Andi and Giles are also striving to create competitive opportunities. Even though they have yet to leave Port Alberni to play against other clubs, particularly this past season due to the pandemic, the increasing interest from the local community keeps them motivated on expanding the program in size and scope.

“We were slated last year to compete in a few tournaments on the mainland and the BC U12 festival, but COVID restrictions curbed those activities”, says Andi. “My goal is to have a viable high school team as our kids get to that stage, to afford them some of the opportunities that hockey offered us.”

Since Port Alberni is located in the interior of Vancouver Island, any competition will involve travelling by one of the teams, and finding a viable way to arrange all that is the biggest challenge moving forward.

“It will take some willingness from bigger centres to find time to play us”, Andi points out. “We have already had offers to come to tournaments on the mainland, so we know that we will find a way!”

For Giles, in order to avoid constantly having to travel, the ideal is to take the most out of each time they go on the road.

“Both Andi and I spent immeasurable time travelling in order to participate in field hockey, so we go into this with our eyes open. We won’t travel weekly, but we’ll likely target events where we can get multiple games in.”

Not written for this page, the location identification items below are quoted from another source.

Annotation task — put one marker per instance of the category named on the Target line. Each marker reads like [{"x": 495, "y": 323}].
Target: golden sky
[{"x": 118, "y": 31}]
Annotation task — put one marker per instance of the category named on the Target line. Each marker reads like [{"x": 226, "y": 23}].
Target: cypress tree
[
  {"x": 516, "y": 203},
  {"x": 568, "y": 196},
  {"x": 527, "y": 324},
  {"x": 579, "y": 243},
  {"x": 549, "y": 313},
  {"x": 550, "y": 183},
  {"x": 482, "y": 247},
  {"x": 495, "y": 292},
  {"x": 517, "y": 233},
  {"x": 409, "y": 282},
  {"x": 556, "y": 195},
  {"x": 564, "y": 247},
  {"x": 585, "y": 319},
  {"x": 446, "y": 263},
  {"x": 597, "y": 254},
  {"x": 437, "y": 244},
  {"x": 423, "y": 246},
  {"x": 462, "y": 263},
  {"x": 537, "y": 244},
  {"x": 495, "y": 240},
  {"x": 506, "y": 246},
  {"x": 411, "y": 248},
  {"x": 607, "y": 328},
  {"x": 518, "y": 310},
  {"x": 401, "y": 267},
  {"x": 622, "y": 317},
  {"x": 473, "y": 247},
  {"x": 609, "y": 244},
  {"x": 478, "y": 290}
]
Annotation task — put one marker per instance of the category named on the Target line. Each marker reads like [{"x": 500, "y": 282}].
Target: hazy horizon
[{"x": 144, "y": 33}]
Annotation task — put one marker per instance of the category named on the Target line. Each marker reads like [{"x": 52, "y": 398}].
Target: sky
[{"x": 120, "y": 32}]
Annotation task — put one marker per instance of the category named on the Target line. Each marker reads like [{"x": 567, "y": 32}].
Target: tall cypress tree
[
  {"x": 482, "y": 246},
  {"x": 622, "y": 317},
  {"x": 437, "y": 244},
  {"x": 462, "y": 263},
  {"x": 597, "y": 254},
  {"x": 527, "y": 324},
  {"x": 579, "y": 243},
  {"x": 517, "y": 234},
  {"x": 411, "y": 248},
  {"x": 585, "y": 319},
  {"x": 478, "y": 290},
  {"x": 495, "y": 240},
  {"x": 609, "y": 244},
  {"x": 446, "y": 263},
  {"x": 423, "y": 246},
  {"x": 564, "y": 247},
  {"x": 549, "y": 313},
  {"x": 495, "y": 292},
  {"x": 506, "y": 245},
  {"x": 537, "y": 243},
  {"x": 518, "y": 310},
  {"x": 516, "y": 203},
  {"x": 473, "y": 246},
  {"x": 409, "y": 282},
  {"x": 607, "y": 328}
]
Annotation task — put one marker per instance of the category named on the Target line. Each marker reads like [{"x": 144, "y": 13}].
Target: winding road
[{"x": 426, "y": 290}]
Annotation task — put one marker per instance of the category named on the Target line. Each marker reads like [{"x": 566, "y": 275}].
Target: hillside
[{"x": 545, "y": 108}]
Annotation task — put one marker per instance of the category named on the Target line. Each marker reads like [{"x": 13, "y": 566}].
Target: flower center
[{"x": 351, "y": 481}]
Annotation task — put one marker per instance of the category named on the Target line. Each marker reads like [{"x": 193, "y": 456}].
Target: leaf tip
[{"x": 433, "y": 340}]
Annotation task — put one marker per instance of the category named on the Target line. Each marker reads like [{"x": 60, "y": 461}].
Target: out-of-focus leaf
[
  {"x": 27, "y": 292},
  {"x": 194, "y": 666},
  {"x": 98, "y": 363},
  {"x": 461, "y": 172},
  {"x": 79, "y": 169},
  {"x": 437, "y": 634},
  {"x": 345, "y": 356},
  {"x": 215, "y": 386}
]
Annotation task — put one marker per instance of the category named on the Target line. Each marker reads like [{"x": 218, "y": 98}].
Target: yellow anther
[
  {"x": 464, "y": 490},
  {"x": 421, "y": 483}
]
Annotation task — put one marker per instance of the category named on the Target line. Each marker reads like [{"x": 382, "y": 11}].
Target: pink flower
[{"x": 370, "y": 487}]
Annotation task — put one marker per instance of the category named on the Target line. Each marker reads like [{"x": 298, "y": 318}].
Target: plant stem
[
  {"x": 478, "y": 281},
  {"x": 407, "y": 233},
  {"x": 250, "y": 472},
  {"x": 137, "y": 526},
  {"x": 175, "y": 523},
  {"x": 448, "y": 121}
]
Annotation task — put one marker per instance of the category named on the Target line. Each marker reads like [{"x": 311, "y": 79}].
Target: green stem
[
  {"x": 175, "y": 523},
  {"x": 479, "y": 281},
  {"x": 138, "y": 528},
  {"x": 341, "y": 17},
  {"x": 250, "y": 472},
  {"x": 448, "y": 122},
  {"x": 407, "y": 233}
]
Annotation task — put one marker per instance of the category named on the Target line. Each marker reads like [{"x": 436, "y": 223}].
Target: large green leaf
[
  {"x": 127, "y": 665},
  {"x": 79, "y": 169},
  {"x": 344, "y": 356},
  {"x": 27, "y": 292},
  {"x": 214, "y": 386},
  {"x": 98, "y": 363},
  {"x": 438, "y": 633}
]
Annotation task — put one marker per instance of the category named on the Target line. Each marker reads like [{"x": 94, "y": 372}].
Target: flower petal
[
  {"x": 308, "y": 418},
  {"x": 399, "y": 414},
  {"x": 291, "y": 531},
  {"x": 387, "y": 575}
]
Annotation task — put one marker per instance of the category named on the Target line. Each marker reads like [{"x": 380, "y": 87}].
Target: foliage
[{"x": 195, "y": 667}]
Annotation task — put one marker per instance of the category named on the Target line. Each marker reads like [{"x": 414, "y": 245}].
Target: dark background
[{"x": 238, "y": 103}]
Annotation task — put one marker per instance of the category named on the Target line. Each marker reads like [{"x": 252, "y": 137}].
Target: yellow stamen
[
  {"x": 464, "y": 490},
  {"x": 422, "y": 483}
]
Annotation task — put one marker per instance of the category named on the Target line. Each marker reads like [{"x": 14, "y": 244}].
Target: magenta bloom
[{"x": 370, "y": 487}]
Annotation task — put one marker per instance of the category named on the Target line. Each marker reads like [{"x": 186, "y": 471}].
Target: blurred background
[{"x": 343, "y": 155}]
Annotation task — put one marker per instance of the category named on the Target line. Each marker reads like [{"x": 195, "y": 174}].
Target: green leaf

The community beyond the Island

Photo Credit: Hannah Ramsey

When talking about field hockey in Canada and particularly in BC, the word community somehow always comes up. Andi’s connections to her UBC, Meralomas and Vancouver days certainly have been critical to her ability to jumpstart hockey in Port Alberni. Andi credits former national team and UBC teammate Stephanie Nesbitt (née Hume) who shared practice plans from her work with the Hawks junior program.

“It would have taken me hours of time to also put together practice plans for our coaches and Stephanie’s generosity is an example of how we can all help each other grow the sport across the province,” Andi notes.

It certainly is up to the whole BC community to support each other and keep the sport growing in all corners of the province. Andi and Giles are certainly leading that charge.